There are tools and tool switches. And, of course, there are tools, but not there.
If you have a good look at the car workshop, you will see many funny little tools that you will not see on shelves in home appliance stores. As for pushing out brake caliper pistons. Or clamps to compress the valve stems so you can get the collets with one hand while talking with your comrades to nail a new secretary (instead of watching them fly around the room when spring slips out of your screwdriver).
They were developed by mechanics. They are really effective, usually small and cheap, and completely incomprehensible until you see them in action.
Most of the profound changes in automotive technology were from bottom to top, but top to bottom is also necessary. Individual mechanics cannot make fundamental technological changes, such as switching from cast iron to alloy heads. A new broom is being cleaned, an old broom knows the corners. You need both.
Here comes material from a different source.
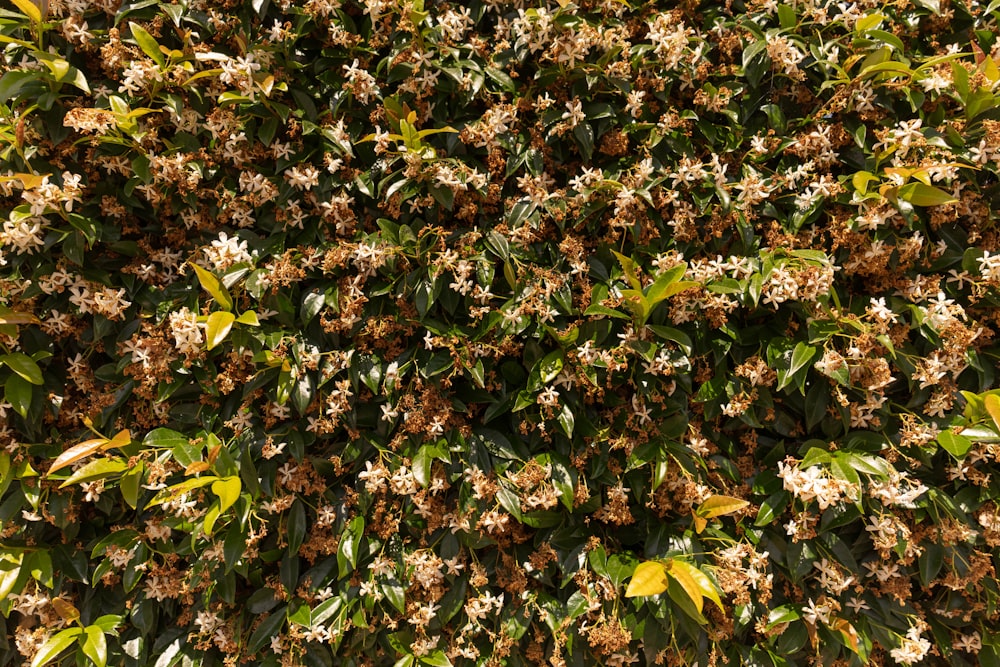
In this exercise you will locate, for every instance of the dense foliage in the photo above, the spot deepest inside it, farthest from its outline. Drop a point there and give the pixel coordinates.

But I am distracted: the fact is that mechanics could not design these tools if they lacked fundamental skills and knowledge. When I was a child, my father built me ​​a whole motorcycle from scrap metal. As an adult, because I lack the skills, knowledge and ways of thinking, I can barely support the bike I bought from Honda, much less take an oxy car, like Mr. T, in creative madness.
With the code, I, like my father, was with steel. Donald Knuth is my regular companion, and when .NET needs to implement a wireless protocol for our GPS recorders, I come. The widget monkeys did not know where to start.